Ms. OLANNA: That it was all gray, like surrounding above the, you know, just that site over there. Like nature was mourning for them, you know, even though it was such a clear day.
TOWNSEND: Rita says her father was 14 when the pandemic hit. He didn't like to talk about those days, she says, but he did pass on a few stories. One was about a man who appeared to have spent his last moments trying to protect himself. He was found dead, crouched on one knee, pointing a rifle at the door.
Ms. OLANNA: He told us that they found him like that. He was stiff, the eyes were opened and he was dead. Maybe that's how quickly it was, you know, the flu was killing people, so sudden. They didn't know what he saw, you know, he was, they were wondering if he was hallucinating because of the sickness or whatever he was aiming at must have been real to him.
TOWNSEND: Today a real fear for this coastal community is the knowledge that wild birds can carry the H5N1 virus and that people can catch it just by handling the infected birds.
As winter moves on and the start of spring duck hunting gets closer, William Cocoona worries about that.

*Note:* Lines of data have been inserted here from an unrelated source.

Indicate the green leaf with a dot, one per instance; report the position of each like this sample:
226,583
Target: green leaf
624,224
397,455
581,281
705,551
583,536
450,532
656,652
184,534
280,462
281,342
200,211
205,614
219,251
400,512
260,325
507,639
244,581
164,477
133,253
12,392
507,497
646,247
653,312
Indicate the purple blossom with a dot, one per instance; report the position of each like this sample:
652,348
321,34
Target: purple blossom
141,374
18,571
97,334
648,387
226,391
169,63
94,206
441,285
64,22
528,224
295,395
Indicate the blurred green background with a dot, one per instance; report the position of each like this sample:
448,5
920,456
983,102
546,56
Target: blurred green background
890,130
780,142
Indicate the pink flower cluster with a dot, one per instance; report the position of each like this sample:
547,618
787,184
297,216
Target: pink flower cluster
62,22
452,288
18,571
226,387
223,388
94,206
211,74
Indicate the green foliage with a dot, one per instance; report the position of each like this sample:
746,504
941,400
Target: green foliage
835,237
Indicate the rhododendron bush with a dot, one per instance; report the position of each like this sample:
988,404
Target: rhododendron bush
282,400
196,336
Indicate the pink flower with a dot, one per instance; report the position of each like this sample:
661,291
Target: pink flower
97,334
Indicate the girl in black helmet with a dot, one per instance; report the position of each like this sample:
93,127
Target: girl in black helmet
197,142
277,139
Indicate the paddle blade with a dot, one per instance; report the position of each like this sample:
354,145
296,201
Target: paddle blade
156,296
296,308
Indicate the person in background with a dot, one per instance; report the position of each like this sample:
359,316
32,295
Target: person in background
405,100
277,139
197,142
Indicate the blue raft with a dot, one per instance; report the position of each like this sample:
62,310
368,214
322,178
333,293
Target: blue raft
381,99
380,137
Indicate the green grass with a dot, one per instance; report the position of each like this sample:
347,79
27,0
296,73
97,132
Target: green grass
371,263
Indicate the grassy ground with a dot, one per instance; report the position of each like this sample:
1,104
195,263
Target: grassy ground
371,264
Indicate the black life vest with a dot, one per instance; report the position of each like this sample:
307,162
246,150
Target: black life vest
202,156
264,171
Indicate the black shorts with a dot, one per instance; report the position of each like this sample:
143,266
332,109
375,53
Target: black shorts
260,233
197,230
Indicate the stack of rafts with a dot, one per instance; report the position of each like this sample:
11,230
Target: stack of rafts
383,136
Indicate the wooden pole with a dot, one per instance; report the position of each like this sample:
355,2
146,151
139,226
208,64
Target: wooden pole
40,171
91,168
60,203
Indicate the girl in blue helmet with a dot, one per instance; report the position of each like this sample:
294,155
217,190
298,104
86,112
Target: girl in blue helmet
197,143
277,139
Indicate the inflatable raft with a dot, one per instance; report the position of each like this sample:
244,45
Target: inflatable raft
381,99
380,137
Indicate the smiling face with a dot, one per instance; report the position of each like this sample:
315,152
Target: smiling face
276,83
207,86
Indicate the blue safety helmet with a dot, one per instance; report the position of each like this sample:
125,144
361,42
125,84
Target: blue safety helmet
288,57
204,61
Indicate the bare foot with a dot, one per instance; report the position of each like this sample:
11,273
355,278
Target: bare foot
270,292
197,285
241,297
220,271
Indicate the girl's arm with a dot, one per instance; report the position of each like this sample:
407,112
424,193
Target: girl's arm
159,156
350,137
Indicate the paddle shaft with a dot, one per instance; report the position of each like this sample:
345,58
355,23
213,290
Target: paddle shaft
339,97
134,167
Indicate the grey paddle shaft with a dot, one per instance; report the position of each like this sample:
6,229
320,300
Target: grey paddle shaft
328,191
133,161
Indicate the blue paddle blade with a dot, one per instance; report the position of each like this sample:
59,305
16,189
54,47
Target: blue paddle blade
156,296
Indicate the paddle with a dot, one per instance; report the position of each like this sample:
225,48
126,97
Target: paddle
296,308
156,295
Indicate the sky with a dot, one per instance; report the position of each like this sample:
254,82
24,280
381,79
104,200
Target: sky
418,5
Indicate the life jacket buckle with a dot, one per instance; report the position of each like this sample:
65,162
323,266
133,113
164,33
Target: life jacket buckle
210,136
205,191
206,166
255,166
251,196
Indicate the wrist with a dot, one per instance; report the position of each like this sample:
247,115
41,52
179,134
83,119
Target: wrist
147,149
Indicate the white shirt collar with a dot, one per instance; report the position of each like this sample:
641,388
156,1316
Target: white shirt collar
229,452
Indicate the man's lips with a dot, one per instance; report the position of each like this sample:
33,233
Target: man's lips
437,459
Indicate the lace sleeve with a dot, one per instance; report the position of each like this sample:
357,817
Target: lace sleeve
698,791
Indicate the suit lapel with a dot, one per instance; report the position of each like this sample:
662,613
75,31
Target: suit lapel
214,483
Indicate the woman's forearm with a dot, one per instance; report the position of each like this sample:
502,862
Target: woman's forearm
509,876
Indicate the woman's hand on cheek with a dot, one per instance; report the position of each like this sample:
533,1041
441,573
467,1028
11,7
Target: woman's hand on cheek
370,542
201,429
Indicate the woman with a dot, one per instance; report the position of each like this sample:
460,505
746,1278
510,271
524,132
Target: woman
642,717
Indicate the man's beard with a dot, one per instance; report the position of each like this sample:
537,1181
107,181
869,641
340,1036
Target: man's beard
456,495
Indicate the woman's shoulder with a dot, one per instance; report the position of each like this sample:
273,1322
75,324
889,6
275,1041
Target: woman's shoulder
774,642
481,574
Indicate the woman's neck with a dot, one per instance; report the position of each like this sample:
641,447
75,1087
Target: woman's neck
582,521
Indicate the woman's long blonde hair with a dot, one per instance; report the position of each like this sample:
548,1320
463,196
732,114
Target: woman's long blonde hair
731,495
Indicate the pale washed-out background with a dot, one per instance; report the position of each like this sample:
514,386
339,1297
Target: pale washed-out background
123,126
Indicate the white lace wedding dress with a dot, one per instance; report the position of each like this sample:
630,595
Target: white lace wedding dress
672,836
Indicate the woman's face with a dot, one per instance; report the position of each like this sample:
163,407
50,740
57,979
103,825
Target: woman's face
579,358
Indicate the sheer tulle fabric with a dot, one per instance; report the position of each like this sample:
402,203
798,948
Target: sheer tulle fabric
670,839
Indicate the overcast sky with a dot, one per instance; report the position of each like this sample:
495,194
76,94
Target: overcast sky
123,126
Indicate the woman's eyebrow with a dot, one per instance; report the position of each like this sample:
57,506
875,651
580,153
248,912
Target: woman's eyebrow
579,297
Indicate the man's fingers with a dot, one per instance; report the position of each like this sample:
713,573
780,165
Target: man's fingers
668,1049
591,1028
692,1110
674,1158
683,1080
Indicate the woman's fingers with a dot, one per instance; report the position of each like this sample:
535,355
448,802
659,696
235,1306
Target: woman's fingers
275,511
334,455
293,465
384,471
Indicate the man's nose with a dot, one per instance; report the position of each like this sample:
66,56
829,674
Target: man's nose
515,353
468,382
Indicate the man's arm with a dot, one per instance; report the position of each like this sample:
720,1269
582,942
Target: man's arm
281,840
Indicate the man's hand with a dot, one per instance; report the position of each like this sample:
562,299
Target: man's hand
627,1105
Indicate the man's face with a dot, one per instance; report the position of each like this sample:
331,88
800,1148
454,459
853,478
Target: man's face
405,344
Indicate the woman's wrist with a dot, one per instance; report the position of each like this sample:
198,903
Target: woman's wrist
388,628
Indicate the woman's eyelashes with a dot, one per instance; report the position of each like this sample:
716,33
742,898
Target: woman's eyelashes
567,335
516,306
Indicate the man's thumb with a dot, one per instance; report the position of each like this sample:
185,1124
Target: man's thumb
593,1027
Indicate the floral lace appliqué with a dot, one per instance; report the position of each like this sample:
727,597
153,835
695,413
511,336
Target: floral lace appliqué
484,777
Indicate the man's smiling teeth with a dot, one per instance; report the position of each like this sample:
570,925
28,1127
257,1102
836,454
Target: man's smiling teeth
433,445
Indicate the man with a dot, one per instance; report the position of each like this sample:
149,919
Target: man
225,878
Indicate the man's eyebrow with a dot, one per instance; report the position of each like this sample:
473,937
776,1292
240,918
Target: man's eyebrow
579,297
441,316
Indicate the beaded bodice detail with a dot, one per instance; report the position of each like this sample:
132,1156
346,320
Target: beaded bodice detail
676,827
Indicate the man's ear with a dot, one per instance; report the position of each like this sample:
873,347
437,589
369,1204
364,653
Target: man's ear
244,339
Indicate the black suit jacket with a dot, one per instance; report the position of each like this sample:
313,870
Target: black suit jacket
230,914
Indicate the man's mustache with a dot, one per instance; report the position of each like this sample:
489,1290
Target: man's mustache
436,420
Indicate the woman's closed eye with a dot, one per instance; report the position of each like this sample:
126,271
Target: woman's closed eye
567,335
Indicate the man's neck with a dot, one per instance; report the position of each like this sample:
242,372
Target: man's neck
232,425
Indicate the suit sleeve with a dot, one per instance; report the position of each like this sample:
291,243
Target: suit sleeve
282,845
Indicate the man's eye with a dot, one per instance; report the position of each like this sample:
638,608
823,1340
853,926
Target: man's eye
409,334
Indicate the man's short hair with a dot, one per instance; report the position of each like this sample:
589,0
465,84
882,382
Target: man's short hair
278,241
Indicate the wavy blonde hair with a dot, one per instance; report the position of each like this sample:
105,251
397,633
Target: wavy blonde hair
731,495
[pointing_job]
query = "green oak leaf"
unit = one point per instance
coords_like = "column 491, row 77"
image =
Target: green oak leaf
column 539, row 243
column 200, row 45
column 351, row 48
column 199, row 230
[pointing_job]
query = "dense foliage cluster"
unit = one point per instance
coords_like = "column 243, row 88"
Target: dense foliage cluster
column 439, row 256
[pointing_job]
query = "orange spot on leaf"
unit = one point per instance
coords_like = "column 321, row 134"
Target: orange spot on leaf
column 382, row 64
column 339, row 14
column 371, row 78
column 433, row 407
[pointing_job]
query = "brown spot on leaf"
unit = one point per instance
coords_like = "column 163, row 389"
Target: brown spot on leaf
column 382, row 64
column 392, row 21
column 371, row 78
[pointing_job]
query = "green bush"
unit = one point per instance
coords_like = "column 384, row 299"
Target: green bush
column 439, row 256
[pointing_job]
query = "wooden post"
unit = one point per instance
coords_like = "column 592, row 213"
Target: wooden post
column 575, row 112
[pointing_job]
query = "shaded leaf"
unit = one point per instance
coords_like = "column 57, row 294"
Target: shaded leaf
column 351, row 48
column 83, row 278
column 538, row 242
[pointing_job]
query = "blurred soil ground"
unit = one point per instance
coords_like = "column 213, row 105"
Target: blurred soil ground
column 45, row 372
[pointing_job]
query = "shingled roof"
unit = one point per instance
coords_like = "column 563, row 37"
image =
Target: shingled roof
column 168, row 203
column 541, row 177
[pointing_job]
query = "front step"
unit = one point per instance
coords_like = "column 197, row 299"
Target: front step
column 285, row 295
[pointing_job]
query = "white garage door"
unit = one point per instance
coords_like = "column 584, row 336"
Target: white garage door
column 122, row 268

Wild birds have been harvested for generations as a staple subsistence food. He acknowledges that for remote communities, there is little choice.
Mr. COCOONA: It's gonna be a lot of worry during the springtime when the ducks come back. We've gotta make a choice: hunt or live off of (unintelligible) food. I think they just gotta keep on huntin'. It's, you know, survival.
TOWNSEND: The disease has migrated from Asia to Europe and Africa. Health officials say it isn't a matter of if H5N1 reaches the U.S., it's merely a question of when. The northwest coast of Alaska, a major flyway for migrating birds, is considered a primary point of entry.
For NPR News, I'm Lori Townsend in Anchorage, Alaska.